Lote Vilma Vītiņa

- Latvia -

Lote Vilma Vītiņa (1993) is a poet and an illustrator. She likes to work with both text and drawing and she has both written and illustrated two of her books: Dzejnieks un smarža (The Poet and Scent) (2019) – a picture book for children and her newest book Ūdenstornis (Water Tower) (2021) for young adults. Her debut book in poetry Meitene (Girl) was published in 2021. Her poems have been published in different literary magazines in Latvia and poetry anthologies, including the young poet anthology Kā pārvarēt niezi galvaskausā (How to Overcome the Itch in One’s Skull) compiled by Artis Ostups and published by Valters Dakša. In 2022, she received an Annual Latvian Literary Award for Water Towerin the Best Children’s Book category.

 

Lote Vilma studied painting at the Art Academy of Latvia, graduating in 2017. She has been writing poetry since her early teen years. Interestingly, her first publication in 2007 happened to have all of her names spelled wrong.

 

She thinks that one of the most meaningful things to do is to create books and finds that one of the most exciting things about bookmaking is the intertwining of the text with drawing. In her first book, The Poet and Scent, she combined poems about scents with lines of ink and watercolor. Water Tower is a book for young adults in the form of a girl’s notebook filled with thoughts, which have taken shape as prose poems, and tiny ink drawings that mirror the movements of her inner world. Her poetry collection Girl featured short poems, fragments of memories that are important to the author: brother, tickling, hands, garden.
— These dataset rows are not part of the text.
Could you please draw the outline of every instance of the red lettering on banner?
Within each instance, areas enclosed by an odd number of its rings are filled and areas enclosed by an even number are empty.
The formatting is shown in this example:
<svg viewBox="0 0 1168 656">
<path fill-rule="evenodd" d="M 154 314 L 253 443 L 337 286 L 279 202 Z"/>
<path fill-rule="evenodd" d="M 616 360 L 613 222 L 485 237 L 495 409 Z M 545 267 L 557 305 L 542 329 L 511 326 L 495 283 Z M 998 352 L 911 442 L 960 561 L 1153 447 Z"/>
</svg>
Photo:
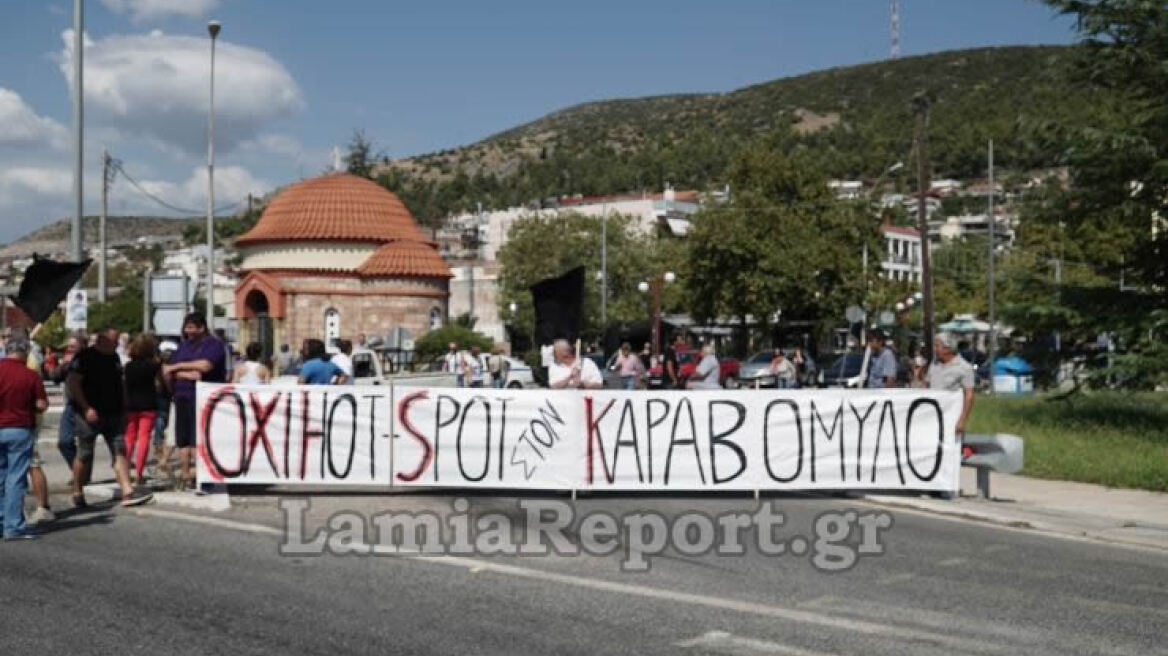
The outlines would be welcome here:
<svg viewBox="0 0 1168 656">
<path fill-rule="evenodd" d="M 398 472 L 397 480 L 399 481 L 409 483 L 418 480 L 418 477 L 422 475 L 422 472 L 426 471 L 426 468 L 430 466 L 430 462 L 434 459 L 434 447 L 430 444 L 430 440 L 426 439 L 426 436 L 414 426 L 409 418 L 410 406 L 416 401 L 424 401 L 428 398 L 430 398 L 430 395 L 425 391 L 414 392 L 403 398 L 397 405 L 398 421 L 401 422 L 406 432 L 422 445 L 423 450 L 422 461 L 418 463 L 418 468 L 409 473 Z"/>
</svg>

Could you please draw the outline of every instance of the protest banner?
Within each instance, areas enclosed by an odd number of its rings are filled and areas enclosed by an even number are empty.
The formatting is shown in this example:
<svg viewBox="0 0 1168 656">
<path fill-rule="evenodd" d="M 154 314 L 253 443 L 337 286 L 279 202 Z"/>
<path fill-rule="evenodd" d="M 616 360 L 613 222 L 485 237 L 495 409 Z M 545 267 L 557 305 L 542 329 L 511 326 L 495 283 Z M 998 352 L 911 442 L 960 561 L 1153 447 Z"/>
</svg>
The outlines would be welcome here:
<svg viewBox="0 0 1168 656">
<path fill-rule="evenodd" d="M 951 491 L 961 403 L 925 390 L 200 385 L 200 480 Z"/>
<path fill-rule="evenodd" d="M 373 386 L 200 383 L 199 482 L 388 485 L 390 395 Z"/>
</svg>

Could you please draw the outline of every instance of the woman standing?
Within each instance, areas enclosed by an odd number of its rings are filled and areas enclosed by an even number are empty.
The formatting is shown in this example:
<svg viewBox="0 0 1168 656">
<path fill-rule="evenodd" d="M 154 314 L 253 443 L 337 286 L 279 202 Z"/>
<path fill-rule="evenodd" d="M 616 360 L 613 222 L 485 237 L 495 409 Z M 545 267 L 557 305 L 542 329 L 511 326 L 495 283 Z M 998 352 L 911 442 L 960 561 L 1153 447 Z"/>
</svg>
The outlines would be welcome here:
<svg viewBox="0 0 1168 656">
<path fill-rule="evenodd" d="M 613 368 L 620 375 L 621 389 L 624 390 L 637 389 L 641 382 L 641 376 L 645 374 L 641 358 L 632 351 L 633 347 L 628 342 L 621 344 L 620 353 L 617 354 L 616 363 L 613 365 Z"/>
<path fill-rule="evenodd" d="M 162 378 L 162 364 L 158 345 L 150 335 L 139 335 L 129 348 L 126 363 L 126 460 L 134 468 L 133 485 L 142 485 L 142 471 L 154 434 L 154 420 L 158 416 L 158 398 L 166 383 Z"/>
<path fill-rule="evenodd" d="M 259 342 L 247 345 L 247 360 L 231 372 L 231 382 L 240 385 L 267 385 L 272 380 L 272 370 L 260 362 L 264 347 Z"/>
</svg>

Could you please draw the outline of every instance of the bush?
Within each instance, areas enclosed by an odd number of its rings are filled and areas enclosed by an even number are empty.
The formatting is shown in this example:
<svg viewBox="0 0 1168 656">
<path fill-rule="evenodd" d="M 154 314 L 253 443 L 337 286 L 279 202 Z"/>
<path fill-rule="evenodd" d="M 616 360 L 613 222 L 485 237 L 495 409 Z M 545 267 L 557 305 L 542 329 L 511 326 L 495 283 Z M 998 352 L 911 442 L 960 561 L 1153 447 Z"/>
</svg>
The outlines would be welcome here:
<svg viewBox="0 0 1168 656">
<path fill-rule="evenodd" d="M 450 342 L 458 344 L 459 350 L 478 346 L 484 353 L 490 352 L 495 345 L 494 340 L 482 333 L 476 333 L 460 324 L 450 323 L 438 330 L 426 333 L 424 337 L 415 342 L 414 349 L 417 351 L 420 361 L 429 362 L 445 353 L 446 345 Z"/>
</svg>

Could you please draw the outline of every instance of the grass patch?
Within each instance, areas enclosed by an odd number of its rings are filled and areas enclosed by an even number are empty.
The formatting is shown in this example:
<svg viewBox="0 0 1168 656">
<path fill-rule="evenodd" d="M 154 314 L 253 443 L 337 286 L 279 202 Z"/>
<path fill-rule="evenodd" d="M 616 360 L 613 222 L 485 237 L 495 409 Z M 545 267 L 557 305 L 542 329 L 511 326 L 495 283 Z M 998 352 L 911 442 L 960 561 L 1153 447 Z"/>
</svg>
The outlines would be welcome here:
<svg viewBox="0 0 1168 656">
<path fill-rule="evenodd" d="M 971 433 L 1026 442 L 1027 476 L 1168 492 L 1168 395 L 979 396 Z"/>
</svg>

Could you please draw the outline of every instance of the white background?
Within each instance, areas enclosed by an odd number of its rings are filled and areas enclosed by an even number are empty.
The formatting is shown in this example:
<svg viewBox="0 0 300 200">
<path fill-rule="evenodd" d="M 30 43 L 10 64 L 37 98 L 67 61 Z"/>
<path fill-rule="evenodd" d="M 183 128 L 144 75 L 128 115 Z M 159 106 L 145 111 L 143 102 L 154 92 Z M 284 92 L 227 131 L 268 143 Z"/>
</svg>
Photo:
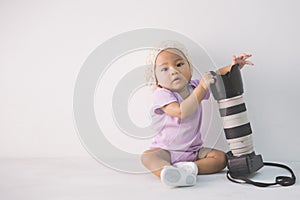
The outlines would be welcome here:
<svg viewBox="0 0 300 200">
<path fill-rule="evenodd" d="M 243 77 L 255 150 L 264 160 L 300 161 L 299 7 L 297 0 L 1 1 L 0 157 L 90 156 L 73 120 L 79 70 L 104 41 L 150 27 L 188 36 L 217 66 L 252 53 L 255 67 Z"/>
</svg>

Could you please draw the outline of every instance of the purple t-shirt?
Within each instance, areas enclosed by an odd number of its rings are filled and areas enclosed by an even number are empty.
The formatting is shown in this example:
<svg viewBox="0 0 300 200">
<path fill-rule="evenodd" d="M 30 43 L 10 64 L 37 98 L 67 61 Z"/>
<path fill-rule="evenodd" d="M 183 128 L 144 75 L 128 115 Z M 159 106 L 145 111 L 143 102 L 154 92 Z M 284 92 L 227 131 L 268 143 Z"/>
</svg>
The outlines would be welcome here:
<svg viewBox="0 0 300 200">
<path fill-rule="evenodd" d="M 199 84 L 199 80 L 190 81 L 190 92 Z M 204 99 L 210 96 L 209 91 Z M 172 117 L 161 108 L 172 102 L 181 103 L 183 99 L 177 92 L 165 88 L 157 88 L 153 93 L 152 128 L 155 131 L 150 148 L 162 148 L 168 151 L 195 152 L 203 142 L 201 139 L 202 105 L 185 119 Z"/>
</svg>

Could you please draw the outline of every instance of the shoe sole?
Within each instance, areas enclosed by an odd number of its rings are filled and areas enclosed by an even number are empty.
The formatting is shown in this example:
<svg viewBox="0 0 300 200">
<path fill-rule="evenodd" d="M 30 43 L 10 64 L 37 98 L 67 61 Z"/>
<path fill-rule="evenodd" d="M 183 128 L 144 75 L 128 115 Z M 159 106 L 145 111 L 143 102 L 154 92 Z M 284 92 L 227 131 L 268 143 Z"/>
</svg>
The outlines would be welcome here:
<svg viewBox="0 0 300 200">
<path fill-rule="evenodd" d="M 183 169 L 167 166 L 161 172 L 161 181 L 168 186 L 193 186 L 196 176 Z"/>
</svg>

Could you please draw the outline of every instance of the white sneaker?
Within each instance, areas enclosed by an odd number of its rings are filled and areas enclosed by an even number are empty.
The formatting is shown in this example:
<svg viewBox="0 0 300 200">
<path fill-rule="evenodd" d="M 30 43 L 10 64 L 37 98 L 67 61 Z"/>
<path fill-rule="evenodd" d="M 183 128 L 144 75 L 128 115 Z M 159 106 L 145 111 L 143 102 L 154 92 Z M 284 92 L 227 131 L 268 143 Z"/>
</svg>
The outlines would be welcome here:
<svg viewBox="0 0 300 200">
<path fill-rule="evenodd" d="M 189 173 L 195 174 L 197 176 L 198 174 L 198 166 L 194 162 L 178 162 L 175 163 L 173 166 L 184 169 Z"/>
<path fill-rule="evenodd" d="M 160 179 L 162 183 L 168 186 L 193 186 L 196 184 L 197 177 L 184 169 L 164 166 Z"/>
</svg>

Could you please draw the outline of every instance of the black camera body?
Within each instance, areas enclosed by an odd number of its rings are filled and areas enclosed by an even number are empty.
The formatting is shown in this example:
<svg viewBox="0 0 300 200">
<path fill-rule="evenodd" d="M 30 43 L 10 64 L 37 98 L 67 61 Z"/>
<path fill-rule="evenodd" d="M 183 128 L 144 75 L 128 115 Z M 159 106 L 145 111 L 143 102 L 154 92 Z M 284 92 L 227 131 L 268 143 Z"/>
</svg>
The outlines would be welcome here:
<svg viewBox="0 0 300 200">
<path fill-rule="evenodd" d="M 256 155 L 254 152 L 236 157 L 231 151 L 227 153 L 227 168 L 230 174 L 234 176 L 248 176 L 264 166 L 261 155 Z"/>
</svg>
In her review of the poetry collection Girl (“I Like This Girl”, published in the online magazine Delfi), the poet and literary scholar Anna Auziņa said that “these poems are so simple that it is difficult to tell what exactly has been expressed in them and why they seem so beautiful.”

 

Auziņas colleague Kārlis Vērdiņš has this to say about Lote Vilma’s poems in the anthology How to Overcome the Itch in One’s Skull: “In spite the fact that everything is as if calm and recognizable from our own childhood summers, some barely noticeable tension lurks in these lines,  and a situation develops in the mind of the suspicious reader where the seeming calm can possibly become destroyed and the idyllic landscape acquires the potential to become a piece of TV news that ends with a call not to leave children unattended”.

 

Lote says that in addition to drawing, writing, and reading books, she enjoys observing plants and animals. Her plans involve writing a graphic novel about her crazy teen years and learning to play a new song on the recorder.

 

Water Tower is a serious and beautiful book, perhaps it could even be called a novel. It tells the story of a young person's coming of age and experiencing first love. When I read it, I thought it was about a girl. However, at some point, I thought that it could be about a young person of any gender. Also, the other person she meets, who by his presence and touch reveals to the protagonist the power and pain of love, is not marked as being of a particular gender. I think that's great. Lote Vilma Vītiņa describes her world very concretely and precisely, but the characters she creates are not predictable; it is a new world of metaphors in which a teenager can find strength from a clichéd reality that is not of their making,” the poet Inga Gaile writes in her review of Water Tower (“The Building of a Water Tower”, online magazine Satori).